Grace se dirigea vers la corniche. Elle jeta un coup d’œil vers le gouffre sans fond à sa gauche. La béance était d’une obscurité si absolue que son regard perdit un instant le sens des distances et la fit vaciller. D’un réflexe de survie, elle plaqua son dos contre la roche, respira, puis entreprit d’avancer à pas comptés le long du rebord humide.
Elle entendit son guide élever la voix, mais elle était trop concentrée pour chercher à comprendre ce qu’il disait. Elle venait d’aborder un virage où le chemin s’inclinait vers le précipice. Aucune corde, ni aucune main, ne la retenait, le moindre manque d’adhérence de ses semelles la jetterait dans le vide. Ce vide qui tendait ses bras comme la mort appellerait ses enfants. Un pied après l’autre. Lentement, se dit Grace. Assurer chaque pas. Ne pas céder à l’empressement d’en finir. Mais ses mains qui suivaient la roche dans son dos perçurent l’humidité croissante. La corniche allait se faire plus glissante encore. Tout ça pour quoi ? s’interrogea-t-elle. Non, n’y pense pas. Avance, tu en as le devoir. C’est pour cette raison que tu fais ce métier. Pour aller là où les autres reculent, là où se trouve la vérité.
C’est à cet instant que la pointe de son pied droit dérapa vers l’avant, emportant son buste dans le précipice. Ses mains ne saisirent que l’air. Elle basculait.
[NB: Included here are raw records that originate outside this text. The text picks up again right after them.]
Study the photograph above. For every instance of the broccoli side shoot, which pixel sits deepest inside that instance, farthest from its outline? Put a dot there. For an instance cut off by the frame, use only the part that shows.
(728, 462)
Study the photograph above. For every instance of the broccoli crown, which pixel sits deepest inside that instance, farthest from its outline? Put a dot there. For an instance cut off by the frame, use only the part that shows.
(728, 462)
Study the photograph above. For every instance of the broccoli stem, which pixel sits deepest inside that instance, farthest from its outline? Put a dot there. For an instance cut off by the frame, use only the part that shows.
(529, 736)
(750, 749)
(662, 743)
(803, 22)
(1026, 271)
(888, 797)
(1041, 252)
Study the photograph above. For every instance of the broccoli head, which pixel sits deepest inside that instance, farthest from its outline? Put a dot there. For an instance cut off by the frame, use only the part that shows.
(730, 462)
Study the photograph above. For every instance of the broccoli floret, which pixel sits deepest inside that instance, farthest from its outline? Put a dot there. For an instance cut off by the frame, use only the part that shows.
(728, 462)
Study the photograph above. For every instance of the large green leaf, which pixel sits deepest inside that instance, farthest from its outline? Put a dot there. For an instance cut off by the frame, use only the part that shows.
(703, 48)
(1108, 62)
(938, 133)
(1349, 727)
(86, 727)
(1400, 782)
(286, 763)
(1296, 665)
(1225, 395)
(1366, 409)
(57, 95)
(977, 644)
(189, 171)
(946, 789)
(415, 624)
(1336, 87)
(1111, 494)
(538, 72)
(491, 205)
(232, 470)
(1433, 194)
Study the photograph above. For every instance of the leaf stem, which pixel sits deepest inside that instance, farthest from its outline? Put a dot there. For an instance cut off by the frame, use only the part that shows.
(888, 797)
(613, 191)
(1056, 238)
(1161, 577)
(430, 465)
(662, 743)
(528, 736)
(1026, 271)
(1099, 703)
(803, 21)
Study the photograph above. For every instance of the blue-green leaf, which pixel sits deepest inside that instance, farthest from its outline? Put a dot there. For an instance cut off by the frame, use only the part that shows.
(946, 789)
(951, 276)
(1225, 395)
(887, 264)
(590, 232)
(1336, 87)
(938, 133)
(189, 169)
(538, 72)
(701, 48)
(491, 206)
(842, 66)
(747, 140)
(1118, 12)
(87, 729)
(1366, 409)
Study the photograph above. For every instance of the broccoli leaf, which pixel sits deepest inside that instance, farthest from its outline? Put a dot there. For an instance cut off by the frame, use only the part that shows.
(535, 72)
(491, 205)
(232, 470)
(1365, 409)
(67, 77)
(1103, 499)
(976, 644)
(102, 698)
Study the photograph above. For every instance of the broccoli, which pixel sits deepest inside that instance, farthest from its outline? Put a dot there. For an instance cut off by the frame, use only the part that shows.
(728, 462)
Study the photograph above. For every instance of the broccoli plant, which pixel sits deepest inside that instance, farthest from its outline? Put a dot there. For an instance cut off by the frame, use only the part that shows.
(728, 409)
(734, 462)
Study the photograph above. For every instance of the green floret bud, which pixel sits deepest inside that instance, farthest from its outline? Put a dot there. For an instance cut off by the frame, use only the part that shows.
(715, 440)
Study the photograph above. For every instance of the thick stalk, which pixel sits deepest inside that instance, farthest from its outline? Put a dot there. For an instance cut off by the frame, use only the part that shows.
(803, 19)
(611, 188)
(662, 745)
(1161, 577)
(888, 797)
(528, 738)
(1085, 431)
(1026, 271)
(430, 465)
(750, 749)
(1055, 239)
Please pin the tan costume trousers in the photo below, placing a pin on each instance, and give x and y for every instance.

Mais là où des années plus tôt, elle n’aurait rien pu faire, tous les muscles de son ventre si patiemment entraînés se rassemblèrent avec une telle puissance qu’ils la stoppèrent un millimètre avant la rupture d’équilibre. En suspension entre la vie et la mort, elle imprima à son corps un infime mouvement de recul et sentit la paroi se recoller à son dos. Ses jambes tremblaient, son cœur martelait sa poitrine et palpitait dans sa gorge. Pourquoi était-elle là, au bord du vide, au lieu d’être tranquillement assise dans son fauteuil derrière son bureau ?
Elle reprit son souffle, mais elle sentait qu’elle n’avait presque plus de force dans les jambes. Et le malaise la guettait. À moitié paralysée par la peur, elle fit glisser ses pieds au lieu de les lever et progressa centimètre par centimètre.
Après dix minutes interminables, elle aperçut enfin la corniche qui achevait sa longue courbe pour déboucher sur une large cavité au sol plat.
Grace s’y hasarda sans céder à l’envie d’accélérer et tomba à genoux, les nerfs secoués de spasmes, respirant par saccades, des gouttes de sueur perlant le long de son dos. C’était la deuxième fois de sa vie qu’elle frôlait la mort de si près.
Elle finit par s’asseoir, ramenant ses genoux contre sa poitrine pour se bercer et retrouver un semblant de calme dans cette grotte à peine éclairée par la lampe de son casque.